In reciting the elements of bad faith, among other things, the appellate panel stated that because the carrier “ultimately paid the full policy limit, Appellants’ bad faith claim is based on the company’s investigation of [the] claim.” The court cited the Superior Court’s decision Rancosky v. Wash. National Ins. Co., for the proposition that “Bad faith conduct includes lack of good faith investigation into the facts.” The court does not address the issue of whether poor claims handling alone, without the denial of a benefit, can be bad faith. The trial court had noted that a long enough delay in handling the claim can be treated as the equivalent of a denial of a benefit, but the Third Circuit did not address this nuance.
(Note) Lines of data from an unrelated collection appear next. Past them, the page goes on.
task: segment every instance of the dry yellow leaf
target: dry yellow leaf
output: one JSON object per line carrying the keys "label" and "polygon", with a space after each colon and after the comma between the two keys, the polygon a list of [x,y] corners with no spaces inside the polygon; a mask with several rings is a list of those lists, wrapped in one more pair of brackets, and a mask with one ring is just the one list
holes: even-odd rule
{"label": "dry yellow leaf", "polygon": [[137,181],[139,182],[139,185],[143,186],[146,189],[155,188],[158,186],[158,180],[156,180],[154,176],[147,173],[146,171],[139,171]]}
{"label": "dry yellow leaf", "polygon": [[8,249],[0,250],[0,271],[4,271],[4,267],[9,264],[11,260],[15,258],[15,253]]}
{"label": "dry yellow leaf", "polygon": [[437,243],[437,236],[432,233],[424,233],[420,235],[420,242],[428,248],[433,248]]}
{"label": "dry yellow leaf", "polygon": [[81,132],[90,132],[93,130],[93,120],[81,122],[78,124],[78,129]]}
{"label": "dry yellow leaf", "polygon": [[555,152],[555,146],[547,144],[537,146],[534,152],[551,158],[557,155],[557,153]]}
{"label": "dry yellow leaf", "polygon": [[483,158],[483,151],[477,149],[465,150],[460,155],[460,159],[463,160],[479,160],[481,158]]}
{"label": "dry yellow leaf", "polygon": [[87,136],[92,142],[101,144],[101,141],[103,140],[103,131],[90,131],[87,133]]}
In addressing the merits, the appellate court first looked at plaintiff’s assertions that there was a “predisposition toward denial” and that the insurer “focused upon exclusion and accepted no facts contrary to its initial conclusion” (theories that harken bank to the 2003 Luzerne County Court decision). However, the Third Circuit agreed that “the claims file showed that [the insurer] evaluated [the]claim, consulted with legal counsel, and tried to determine” the key issue of employment status.
Moreover, the insurer did not deny the claim, but filed a declaratory judgment action to determine this key issue and how it affected coverage. The insurer’s ultimately paying the policy’s liability limit demonstrated its willingness to consider new evidence and adjust its position. The court added that: “In any event, [the insurer] had the right to investigate [the]claim and determine whether it was covered under the policy, regardless of whether [the insurer] initially sought to exclude the claim. Citing its own prior precedent: “[A]n insurer does not act in bad faith by investigating and litigating legitimate issues of coverage.”
The appellate court agreed that there was no bad faith under Pennsylvania law in filing a declaratory judgment action to seek a coverage determination, to resolve legal ambiguities after it had investigated the facts of the claim. The court observed that the insurer had consulted with in-house counsel before the decision to file the declaratory judgment action, showing that the insurer was still considering the insured’s claim.
The court affirmed the grant of summary judgment on the bad faith claim.
Date of decision: October 4, 2016
Bodnar v. Nationwide Mut. Ins. Co., No. 15-3485, 2016 U.S. App. LEXIS 17903 (3d Cir. Oct. 4, 2016) (Hardiman, McKee, Rendell, JJ.)